Still early days, but it was pretty cool to see a Frazetta moment unfold in real time..

I was playing an Elf-Fighter in a pathfinder campaign, where the DM had instituted his OWN bestiary. It had interesting concepts such as monsters is Locational damage resistance, and locational weaknesses. None of the party knew this, until this happened

> Party on a boat
> Giant sea monster shows up
> Giant sea monster gets on deck, thinks we're food
> Sea monster's skin is HIGHLY resistant to our weapons
> My fighter decides to use a harpoon to get a rope up to the sea monster's gills
> Climb that motherfucker like a game of shadow of the colossus
> "I swing Silathir into his lungs!"
> DM says, "The inner flesh of it's lungs doesn't resist your sword, you do full damage"
> Next round the creature; called a Memnoc, rolls over to get me off. I take a shit-ton of damage, but our cleric is a motherfucker that braves acid to get me back up
> I climb that monster again! THIS TIME I CLIMB INSIDE OF HIS GILLS
> "CAN'T THROW ME OFF NOW, I'M INSIDE YOU BITCH"
> Start swinging everywhere with my giant fucking silver-sword
> Eventually cut my way to the sea monster's heart, all while taking minor acid damage
> Rip its heart out and fuckin' leave
> Whole party witnesses the fighter go in wearing blue silk, now leaves the dead sea monster with a giant heart in her hands, and wearing red silk

My fighter immediately sat down and started eating the heart, while the whole party was just dumbfounded.

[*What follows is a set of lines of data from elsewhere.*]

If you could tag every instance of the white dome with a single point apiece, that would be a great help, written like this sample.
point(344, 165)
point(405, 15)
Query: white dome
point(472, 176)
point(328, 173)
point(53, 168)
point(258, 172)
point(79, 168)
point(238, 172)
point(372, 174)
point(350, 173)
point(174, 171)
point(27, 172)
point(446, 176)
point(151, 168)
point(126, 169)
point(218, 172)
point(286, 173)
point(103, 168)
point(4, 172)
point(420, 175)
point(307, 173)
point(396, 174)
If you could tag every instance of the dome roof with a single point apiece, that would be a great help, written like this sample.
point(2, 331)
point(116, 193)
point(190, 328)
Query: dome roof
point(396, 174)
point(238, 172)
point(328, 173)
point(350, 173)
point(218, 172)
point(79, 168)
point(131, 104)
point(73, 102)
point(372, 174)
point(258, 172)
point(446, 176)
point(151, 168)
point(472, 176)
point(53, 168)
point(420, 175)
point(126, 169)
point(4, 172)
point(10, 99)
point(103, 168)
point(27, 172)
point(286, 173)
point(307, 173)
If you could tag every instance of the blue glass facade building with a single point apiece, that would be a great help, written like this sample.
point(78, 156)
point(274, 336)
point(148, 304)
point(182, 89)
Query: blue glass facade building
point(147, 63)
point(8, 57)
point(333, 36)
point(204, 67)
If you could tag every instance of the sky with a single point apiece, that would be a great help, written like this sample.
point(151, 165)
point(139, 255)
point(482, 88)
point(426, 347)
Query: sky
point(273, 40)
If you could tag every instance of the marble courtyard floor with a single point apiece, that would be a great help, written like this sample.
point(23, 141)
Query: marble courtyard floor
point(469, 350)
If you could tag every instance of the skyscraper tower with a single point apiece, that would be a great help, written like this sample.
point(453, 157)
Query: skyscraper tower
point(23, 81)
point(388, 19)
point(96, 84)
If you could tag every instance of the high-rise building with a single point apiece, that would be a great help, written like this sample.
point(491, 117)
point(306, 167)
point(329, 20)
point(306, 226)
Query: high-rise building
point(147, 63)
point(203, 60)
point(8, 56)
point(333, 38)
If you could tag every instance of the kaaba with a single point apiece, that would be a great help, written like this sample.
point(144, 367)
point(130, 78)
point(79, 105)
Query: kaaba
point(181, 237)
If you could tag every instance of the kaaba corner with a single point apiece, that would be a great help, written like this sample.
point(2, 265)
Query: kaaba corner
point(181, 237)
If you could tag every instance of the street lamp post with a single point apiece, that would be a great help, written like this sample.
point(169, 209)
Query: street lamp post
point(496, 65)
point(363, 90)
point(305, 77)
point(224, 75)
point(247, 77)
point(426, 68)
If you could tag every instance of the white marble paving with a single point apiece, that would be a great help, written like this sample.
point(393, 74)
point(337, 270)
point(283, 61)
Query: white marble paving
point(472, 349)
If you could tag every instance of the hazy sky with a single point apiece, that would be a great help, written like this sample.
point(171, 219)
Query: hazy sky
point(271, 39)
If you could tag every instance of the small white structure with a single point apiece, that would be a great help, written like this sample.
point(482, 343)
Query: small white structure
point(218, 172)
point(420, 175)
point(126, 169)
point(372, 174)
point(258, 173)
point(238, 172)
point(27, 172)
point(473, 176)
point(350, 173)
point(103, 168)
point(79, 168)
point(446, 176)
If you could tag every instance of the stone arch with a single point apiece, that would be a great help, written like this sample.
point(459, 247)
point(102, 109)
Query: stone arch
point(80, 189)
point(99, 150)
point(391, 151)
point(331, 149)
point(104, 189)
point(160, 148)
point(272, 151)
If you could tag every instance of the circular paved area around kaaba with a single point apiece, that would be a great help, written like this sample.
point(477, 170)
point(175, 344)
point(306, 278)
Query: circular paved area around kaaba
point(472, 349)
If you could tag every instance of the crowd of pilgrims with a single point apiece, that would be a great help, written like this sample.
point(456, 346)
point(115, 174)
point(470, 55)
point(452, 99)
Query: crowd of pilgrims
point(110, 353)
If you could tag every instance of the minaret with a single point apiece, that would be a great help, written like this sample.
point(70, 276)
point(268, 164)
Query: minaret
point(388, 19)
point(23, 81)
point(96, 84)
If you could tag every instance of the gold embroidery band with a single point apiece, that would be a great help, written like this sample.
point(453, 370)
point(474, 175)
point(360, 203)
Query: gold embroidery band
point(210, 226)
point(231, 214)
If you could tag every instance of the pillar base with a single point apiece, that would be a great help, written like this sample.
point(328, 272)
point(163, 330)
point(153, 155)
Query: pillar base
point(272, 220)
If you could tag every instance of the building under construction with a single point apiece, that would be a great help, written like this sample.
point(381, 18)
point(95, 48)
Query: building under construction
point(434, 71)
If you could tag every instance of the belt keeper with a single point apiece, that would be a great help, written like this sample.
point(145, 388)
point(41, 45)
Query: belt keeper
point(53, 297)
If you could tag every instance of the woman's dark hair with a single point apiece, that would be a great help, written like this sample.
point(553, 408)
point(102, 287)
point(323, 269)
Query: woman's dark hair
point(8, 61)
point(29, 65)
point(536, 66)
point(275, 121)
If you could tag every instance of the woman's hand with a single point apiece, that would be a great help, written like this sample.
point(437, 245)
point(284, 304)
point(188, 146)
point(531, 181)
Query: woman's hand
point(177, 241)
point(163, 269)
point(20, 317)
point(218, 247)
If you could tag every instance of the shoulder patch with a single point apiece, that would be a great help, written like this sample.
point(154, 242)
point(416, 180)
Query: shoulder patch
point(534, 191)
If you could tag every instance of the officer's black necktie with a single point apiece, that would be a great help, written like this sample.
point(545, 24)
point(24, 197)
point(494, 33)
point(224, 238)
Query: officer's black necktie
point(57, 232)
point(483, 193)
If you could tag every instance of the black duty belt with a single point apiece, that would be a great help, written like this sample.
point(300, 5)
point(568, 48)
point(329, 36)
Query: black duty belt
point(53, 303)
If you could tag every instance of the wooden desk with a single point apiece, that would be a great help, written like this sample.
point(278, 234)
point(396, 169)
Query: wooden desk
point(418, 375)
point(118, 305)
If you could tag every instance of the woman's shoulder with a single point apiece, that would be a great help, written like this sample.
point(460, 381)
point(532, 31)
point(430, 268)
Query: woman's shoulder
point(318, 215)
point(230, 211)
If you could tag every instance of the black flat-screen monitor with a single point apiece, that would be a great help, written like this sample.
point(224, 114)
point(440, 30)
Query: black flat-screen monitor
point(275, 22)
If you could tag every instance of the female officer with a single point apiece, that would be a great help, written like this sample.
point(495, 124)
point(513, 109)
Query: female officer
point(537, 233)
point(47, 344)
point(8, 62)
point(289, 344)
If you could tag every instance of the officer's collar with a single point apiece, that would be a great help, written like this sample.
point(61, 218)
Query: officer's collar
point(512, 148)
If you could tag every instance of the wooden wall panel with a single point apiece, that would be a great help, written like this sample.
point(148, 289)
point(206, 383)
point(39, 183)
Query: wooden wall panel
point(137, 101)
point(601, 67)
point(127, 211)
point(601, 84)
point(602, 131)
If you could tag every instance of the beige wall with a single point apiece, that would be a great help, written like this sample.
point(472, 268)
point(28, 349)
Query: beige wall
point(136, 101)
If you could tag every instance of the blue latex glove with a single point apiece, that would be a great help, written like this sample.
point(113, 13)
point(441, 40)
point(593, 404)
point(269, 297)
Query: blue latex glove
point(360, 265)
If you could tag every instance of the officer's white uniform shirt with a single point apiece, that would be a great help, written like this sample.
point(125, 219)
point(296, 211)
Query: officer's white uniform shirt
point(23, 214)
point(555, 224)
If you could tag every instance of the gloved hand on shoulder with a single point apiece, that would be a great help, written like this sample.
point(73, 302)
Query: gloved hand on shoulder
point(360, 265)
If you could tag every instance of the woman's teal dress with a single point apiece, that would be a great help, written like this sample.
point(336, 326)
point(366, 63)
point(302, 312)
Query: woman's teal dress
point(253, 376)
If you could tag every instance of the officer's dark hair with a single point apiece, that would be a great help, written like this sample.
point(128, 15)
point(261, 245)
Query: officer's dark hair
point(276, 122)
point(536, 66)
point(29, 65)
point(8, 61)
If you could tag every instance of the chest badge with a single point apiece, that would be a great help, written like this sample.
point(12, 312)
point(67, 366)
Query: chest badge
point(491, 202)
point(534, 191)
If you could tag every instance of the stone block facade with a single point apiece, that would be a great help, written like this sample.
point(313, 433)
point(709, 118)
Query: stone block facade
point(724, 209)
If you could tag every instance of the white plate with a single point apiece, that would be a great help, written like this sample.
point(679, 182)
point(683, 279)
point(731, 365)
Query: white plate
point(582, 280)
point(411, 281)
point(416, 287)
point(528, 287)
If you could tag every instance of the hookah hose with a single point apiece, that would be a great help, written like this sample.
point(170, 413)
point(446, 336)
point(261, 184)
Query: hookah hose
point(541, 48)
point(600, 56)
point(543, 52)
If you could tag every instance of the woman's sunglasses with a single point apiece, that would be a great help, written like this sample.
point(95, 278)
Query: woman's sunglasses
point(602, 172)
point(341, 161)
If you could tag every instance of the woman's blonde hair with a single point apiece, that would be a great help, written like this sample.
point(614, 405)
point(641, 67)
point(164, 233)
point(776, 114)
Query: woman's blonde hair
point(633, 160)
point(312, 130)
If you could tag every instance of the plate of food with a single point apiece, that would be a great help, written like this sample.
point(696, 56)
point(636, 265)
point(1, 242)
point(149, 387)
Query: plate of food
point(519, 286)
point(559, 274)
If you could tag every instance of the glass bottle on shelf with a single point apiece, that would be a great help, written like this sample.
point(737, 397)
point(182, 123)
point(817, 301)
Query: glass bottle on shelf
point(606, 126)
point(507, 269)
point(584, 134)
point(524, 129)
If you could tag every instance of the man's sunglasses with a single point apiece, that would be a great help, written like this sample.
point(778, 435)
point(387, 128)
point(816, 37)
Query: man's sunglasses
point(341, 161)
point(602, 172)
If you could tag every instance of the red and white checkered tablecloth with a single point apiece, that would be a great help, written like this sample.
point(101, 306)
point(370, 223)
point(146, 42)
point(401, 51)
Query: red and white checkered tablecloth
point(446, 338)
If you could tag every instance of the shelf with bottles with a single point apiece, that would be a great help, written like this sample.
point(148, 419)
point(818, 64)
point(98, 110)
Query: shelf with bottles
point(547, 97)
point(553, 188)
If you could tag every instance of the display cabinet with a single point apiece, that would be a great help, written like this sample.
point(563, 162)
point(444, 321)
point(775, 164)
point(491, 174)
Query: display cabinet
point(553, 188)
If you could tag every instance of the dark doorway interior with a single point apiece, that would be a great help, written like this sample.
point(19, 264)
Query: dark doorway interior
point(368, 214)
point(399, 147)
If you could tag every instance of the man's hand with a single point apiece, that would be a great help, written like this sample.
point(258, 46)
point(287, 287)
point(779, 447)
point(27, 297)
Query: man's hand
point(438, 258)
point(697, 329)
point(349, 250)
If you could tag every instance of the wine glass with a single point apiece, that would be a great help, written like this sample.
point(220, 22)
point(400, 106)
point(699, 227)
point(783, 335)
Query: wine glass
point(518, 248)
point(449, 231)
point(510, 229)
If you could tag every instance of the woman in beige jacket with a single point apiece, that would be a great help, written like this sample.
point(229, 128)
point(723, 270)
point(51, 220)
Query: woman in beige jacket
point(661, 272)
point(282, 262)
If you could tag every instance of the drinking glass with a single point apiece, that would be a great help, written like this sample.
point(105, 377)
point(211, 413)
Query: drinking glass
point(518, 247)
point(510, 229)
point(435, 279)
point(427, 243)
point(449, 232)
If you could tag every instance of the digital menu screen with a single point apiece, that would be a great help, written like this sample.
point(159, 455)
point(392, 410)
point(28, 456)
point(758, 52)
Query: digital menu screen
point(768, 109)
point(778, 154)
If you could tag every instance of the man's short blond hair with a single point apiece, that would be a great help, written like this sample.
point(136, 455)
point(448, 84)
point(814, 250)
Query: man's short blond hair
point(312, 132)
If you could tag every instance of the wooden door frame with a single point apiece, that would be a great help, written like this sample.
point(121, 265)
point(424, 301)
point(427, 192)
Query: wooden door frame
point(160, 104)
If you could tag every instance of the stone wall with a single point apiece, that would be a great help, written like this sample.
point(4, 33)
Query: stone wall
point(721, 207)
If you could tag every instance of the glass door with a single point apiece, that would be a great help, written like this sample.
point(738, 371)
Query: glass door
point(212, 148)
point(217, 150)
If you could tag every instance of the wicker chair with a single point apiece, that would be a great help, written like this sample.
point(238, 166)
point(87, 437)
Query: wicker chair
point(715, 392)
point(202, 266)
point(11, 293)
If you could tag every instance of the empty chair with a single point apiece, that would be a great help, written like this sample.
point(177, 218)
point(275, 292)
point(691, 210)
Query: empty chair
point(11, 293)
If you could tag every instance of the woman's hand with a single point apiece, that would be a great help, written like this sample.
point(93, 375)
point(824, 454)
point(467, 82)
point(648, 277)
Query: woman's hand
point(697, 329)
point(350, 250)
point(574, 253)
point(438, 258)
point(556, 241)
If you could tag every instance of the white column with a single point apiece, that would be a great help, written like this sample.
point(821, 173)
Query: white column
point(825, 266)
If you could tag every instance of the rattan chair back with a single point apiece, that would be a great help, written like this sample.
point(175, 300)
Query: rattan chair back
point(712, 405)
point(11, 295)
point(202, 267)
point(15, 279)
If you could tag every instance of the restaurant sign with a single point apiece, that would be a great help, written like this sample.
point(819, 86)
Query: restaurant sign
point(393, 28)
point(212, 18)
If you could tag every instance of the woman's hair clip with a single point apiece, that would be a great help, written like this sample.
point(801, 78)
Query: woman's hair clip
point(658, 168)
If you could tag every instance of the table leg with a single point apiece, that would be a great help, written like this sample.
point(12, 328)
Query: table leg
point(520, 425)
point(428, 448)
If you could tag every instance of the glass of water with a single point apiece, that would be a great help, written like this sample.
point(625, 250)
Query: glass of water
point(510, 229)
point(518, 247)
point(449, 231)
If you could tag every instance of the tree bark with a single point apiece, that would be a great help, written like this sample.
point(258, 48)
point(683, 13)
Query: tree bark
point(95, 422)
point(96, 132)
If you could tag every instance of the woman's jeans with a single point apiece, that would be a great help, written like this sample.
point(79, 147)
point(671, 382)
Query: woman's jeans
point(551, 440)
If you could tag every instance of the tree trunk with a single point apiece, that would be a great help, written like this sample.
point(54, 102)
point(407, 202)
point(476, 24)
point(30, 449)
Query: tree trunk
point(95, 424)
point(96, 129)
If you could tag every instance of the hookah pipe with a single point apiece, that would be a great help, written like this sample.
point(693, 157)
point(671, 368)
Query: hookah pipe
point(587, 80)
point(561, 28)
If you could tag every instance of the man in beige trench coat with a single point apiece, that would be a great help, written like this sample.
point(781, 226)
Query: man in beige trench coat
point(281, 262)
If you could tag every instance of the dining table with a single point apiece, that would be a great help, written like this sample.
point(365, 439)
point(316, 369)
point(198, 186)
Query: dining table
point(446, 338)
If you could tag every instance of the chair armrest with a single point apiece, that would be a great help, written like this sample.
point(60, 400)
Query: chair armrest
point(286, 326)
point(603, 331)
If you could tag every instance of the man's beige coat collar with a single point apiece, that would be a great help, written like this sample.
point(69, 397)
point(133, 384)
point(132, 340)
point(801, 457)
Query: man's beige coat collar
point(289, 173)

I hope someday that my players pull something like this.

40k game. My chaos unaligned force vs dark eldar.
>due to some "misunderstandings" about the rules, and help from the peanut gallery my force is almost wiped out.
>there is a large group of dark eldar surrounding my lone Khorne berserker.
>each round they attack, and fail to kill him.
>each round he kills another dark eldar.
>opponent is really frustrated at this point and declares Khorne berserkers to be cheesy and overpowered.
>I laugh and continue to slaughter his troops, one round at a time.
>eventually the army breaks and runs.
>the Khorne berserker is still unharmed, and presumably chases after the other chaos space marines, calling them cowards.